- Prime Minister Boris Johnson has promised to deliver Brexit by October 31 "come what may," even if that means leaving without a deal in place.
- A "no-deal" Brexit is seen by many inside and outside of parliament as a "cliff-edge" scenario to be avoided at all costs.
- Central banks around the world have been loosening monetary policy in recent weeks, amid intensifying worries about low inflation, slowing global growth and a possible recession.
The Bank of England (BOE) held interest rates steady on Thursday, as Brexit uncertainty continues to hang over the world's fifth-largest economy.
With less than 45 days to go before the U.K. is set to leave the European Union, the BOE's nine-member Monetary Policy Committee (MPC), led by Mark Carney, unanimously voted to hold interest rates at 0.75%.
Sterling was little changed on the news, trading at around $1.2467.
Policymakers at the BOE reiterated their view that leaving the EU without a deal would slow growth and raise prices.
But, the central bank also warned that another delay to Britain's departure date could lead to further economic weakness.
"It is possible that political events could lead to a further period of entrenched uncertainty about the nature of, and the transition to, the United Kingdom's eventual future trading relationship with the European Union," the bank said in a press release.
"The longer those uncertainties persist, particularly in an environment of weaker global growth, the more likely it is that demand growth will remain below potential, increasing excess supply,"
Prime Minister Boris Johnson has promised to deliver Brexit by October 31 "come what may," even if that means leaving without a deal in place.
A "no-deal" Brexit is seen by many inside and outside of parliament as a "cliff-edge" scenario to be avoided at all costs.
Leaving without a deal in place would mean an abrupt departure from the EU with no transition period allowing businesses to adjust to life outside the bloc.
U.K. parliament has voted to require Johnson to postpone Brexit if he cannot reach a deal with Brussels soon.
The leaders of France and Finland both agreed on Wednesday that the U.K. has until September 30 to submit written proposals to replace the contentious Irish backstop policy or its relationship with the EU is "over."
Global central banks
The BOE decision comes shortly after U.K. inflation fell to its lowest level in nearly three years, according to data released by the Office for National Statistics.
The annual rate dipped to 1.7% in August, after an increase of 2.1% in July, taking inflation down to its weakest level since December 2016. The BOE's target for inflation is 2%.
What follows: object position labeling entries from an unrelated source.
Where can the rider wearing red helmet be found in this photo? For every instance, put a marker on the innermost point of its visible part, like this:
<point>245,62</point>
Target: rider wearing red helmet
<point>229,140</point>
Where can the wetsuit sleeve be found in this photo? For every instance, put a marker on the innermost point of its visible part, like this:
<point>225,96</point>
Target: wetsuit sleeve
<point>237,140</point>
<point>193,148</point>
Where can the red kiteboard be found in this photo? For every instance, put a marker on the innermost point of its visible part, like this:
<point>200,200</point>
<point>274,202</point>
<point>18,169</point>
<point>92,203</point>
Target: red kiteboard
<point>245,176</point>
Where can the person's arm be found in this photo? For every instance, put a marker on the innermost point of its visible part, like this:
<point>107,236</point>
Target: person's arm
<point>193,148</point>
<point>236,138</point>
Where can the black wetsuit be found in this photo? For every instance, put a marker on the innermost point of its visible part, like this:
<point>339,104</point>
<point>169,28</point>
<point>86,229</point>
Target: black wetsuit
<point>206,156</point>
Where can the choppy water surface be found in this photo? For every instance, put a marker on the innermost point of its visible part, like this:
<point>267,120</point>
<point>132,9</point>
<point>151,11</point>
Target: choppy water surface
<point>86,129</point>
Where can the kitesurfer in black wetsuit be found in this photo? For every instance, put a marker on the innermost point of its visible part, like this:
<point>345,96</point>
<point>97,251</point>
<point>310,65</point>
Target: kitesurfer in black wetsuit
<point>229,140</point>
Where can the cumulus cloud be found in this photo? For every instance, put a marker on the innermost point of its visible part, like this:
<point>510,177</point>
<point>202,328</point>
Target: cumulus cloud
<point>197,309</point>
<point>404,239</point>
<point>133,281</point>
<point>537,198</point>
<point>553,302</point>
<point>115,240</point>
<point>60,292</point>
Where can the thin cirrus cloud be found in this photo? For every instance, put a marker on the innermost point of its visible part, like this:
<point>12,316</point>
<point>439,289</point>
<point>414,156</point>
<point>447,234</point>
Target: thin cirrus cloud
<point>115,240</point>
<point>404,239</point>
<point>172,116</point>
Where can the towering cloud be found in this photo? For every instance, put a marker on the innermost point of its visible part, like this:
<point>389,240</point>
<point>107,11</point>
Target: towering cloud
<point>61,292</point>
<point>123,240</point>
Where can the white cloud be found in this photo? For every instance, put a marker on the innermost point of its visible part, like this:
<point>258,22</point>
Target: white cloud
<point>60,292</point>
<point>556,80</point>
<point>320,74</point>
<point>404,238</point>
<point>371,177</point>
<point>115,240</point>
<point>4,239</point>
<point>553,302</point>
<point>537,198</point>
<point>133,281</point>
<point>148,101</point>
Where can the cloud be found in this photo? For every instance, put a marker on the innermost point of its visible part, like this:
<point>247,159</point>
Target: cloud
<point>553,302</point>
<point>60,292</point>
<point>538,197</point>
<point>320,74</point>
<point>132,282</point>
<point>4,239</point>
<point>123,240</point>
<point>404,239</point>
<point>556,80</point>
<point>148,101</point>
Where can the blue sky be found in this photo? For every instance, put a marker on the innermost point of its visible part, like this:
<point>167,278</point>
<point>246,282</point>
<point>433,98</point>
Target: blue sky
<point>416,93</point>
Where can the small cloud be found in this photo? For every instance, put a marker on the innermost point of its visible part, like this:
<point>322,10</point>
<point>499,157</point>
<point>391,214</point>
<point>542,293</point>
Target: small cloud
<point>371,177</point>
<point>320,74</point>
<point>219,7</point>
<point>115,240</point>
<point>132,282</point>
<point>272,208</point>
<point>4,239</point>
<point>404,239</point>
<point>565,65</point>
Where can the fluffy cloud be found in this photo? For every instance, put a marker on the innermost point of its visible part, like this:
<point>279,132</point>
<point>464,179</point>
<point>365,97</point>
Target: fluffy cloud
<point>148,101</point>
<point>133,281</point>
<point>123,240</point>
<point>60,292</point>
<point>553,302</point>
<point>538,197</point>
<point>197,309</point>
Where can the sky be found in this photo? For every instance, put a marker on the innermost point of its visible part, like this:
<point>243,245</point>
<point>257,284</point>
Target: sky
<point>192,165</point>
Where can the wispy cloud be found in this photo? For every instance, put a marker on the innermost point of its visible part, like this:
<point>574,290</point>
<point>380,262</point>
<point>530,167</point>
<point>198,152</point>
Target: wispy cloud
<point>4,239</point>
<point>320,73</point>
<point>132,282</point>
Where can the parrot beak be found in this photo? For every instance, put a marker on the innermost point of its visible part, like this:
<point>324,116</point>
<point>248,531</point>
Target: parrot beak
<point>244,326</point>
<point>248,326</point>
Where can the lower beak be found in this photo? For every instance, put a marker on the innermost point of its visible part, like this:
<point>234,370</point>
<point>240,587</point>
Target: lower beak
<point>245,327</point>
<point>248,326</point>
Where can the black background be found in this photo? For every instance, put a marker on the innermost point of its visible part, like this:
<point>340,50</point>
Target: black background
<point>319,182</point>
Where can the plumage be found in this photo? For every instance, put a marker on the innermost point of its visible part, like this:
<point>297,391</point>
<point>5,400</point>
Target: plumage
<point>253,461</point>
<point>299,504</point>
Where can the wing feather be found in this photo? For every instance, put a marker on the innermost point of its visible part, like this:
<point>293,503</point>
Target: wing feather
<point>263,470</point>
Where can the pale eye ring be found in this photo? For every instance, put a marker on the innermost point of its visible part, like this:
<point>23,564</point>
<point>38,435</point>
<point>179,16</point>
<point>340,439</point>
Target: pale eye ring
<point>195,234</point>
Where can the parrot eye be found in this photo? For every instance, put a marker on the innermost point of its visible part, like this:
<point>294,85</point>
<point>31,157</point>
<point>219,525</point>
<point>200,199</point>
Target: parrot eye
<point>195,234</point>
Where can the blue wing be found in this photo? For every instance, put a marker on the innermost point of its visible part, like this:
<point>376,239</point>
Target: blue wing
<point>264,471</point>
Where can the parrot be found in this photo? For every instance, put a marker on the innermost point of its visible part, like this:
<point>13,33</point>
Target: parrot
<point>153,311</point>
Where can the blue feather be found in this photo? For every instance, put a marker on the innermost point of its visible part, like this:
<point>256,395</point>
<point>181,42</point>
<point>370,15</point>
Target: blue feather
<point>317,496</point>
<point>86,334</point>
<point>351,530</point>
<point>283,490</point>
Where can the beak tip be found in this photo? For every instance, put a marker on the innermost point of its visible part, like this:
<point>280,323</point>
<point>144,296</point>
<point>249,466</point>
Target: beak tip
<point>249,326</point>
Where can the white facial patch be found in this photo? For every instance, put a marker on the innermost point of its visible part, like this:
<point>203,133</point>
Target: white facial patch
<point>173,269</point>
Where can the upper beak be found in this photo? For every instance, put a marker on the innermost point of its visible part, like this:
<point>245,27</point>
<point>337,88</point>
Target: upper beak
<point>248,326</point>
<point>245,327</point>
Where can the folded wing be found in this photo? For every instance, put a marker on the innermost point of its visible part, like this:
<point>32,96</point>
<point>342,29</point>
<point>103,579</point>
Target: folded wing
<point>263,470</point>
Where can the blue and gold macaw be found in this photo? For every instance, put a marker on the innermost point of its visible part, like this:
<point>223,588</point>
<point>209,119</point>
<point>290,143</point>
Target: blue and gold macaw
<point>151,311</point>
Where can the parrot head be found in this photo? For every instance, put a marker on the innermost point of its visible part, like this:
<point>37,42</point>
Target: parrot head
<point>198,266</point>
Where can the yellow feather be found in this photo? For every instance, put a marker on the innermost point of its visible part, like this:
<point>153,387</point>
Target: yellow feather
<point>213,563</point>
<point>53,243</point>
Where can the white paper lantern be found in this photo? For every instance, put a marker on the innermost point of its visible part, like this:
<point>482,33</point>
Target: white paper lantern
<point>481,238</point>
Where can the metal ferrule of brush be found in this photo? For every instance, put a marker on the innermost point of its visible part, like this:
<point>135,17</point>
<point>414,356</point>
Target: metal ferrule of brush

It reaffirmed the view among many investors that the BOE would not adjust rates in September.
CME Group's BOE watch tool puts the probability of a rate cut at the central bank's meeting in early November at 13%, with most investors expecting no change to borrowing costs less than one week after the U.K.'s scheduled departure date.
Central banks around the world have been loosening monetary policy in recent weeks, amid intensifying worries about low inflation, slowing global growth and a possible recession.
The U.S. Federal Reserve announced it would cut interest rates to a target range of 1.75% to 2% on Wednesday but offered few indications that further reductions would follow over the coming months.
Major U.S. stock exchanges dropped after the decision was announced, with policymakers at the central bank split over what to do next.
Meanwhile, the Bank of Japan held interest rates steady on Thursday, as widely expected, but signalled it could ease borrowing costs as soon as next month.
Last week, the European Central Bank cut its main deposit rate by 10 basis points to -0.5%, a record low but in line with market expectations.